To assess the effect of related versus unrelated donors on outcomes in patients following T-cell-depleted (TCD) allogeneic BMT, we compared engraftment, GVHD, relapse rates, and survival in BMT patients who received CD6+ TCD marrow from HLA-matched related donors (MRD) with those in patients who received CD6+ TCD marrow from unrelated donors (URD). A total of 170 consecutive patients (120 with related donors, 50 with unrelated donors) were analyzed. The 2 groups were similar in age, sex, prior cytomegalovirus exposure, and stage of disease at the time of transplantation. GVHD prophylaxis was identical in the 2 groups, with TCD as the only method of GVHD prophylaxis. The total number of nucleated, CD34+, CD33+, and CD6+ cells infused did not significantly differ between the 2 groups. The median day to reach 500 x 10(6) neutrophils/L was 12 days for both related (range, 8-22 days) and unrelated (range, 9-23 days) graft recipients (P = .92). Incidence of grades 2 through 4 acute GVHD was higher in URD than in MRD recipients (42% versus 20%, P = .004). According to multivariable analysis results, donor source was the single most important factor influencing GVHD (P = .01). The 2-year estimated risk of relapse was 45.9% in MRD recipients compared to 25.7% in URD recipients (P = .06). Multivariable analysis revealed that the 2 most pertinent factors adversely affecting overall survival were advanced disease stage (P = .0002) and age greater than 50 years (P = .0003) at transplantation.
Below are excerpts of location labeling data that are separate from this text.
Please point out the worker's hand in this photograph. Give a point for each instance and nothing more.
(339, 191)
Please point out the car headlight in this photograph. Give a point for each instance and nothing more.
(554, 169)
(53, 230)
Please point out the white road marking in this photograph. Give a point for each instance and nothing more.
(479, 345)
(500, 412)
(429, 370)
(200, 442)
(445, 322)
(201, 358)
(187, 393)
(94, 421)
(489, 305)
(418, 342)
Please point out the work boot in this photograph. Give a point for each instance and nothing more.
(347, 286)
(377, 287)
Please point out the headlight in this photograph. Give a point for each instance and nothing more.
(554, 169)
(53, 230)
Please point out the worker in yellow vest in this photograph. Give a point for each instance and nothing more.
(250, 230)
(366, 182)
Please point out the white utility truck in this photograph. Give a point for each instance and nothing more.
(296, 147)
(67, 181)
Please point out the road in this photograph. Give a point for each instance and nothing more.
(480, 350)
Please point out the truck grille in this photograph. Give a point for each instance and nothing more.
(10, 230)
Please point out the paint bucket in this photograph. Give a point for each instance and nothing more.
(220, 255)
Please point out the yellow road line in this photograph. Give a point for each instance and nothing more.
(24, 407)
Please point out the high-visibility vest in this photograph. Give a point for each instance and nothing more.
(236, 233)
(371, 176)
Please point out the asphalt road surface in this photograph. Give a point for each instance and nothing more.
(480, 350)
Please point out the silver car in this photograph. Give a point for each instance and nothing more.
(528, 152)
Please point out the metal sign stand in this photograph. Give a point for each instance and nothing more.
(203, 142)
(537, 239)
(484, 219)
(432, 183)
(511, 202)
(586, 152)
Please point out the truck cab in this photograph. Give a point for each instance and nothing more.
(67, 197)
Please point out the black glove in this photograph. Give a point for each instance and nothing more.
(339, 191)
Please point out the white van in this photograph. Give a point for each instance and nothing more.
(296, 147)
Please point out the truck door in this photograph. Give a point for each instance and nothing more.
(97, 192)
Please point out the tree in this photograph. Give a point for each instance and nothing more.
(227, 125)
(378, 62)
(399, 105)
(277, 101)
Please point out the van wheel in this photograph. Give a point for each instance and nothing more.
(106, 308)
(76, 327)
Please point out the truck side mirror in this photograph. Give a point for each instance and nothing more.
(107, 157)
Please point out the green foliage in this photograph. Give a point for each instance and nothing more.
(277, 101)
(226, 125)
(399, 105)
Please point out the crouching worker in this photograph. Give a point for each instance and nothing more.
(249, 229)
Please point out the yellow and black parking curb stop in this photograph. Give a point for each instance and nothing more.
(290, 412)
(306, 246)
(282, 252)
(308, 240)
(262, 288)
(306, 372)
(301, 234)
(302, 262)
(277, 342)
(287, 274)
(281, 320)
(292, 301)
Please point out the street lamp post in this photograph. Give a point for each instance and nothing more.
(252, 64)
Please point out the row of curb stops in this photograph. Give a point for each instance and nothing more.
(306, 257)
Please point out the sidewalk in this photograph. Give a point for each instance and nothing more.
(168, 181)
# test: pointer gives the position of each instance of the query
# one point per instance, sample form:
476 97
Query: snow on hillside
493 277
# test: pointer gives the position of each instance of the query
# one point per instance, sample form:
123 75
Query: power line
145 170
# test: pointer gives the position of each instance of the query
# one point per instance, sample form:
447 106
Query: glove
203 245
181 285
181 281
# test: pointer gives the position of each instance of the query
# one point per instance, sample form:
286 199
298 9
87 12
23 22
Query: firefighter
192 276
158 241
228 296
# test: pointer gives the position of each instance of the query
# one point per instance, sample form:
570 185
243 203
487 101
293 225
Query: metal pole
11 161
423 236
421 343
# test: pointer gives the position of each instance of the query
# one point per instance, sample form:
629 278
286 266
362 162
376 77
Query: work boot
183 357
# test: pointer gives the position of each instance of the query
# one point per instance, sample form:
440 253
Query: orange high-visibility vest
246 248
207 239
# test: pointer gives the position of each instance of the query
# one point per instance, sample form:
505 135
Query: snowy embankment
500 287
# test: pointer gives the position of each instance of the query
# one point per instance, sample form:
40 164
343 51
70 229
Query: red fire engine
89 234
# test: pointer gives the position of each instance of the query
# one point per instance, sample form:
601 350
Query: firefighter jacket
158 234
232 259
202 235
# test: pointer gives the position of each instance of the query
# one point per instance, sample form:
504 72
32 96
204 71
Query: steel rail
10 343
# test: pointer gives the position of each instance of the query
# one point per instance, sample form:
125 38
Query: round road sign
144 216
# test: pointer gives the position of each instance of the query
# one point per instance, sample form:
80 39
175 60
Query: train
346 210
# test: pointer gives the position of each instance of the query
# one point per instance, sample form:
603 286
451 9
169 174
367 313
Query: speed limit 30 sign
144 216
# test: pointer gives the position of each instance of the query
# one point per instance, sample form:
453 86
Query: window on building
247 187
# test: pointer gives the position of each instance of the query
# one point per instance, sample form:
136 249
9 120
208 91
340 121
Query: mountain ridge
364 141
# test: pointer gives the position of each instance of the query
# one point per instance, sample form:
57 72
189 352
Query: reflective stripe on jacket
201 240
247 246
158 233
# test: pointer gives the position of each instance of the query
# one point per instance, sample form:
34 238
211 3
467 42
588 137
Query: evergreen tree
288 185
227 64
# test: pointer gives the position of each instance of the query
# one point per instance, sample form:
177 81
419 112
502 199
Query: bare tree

There was no difference in relapse-free survival in URD and MRD recipients. We conclude that for patients undergoing TCD-BMT, use of unrelated marrow is associated with a higher risk of GVHD and other transplantation-related complications. However, these adverse events do not lead to inferior probability of relapse-free survival because they are accompanied by a reduction in relapse rates.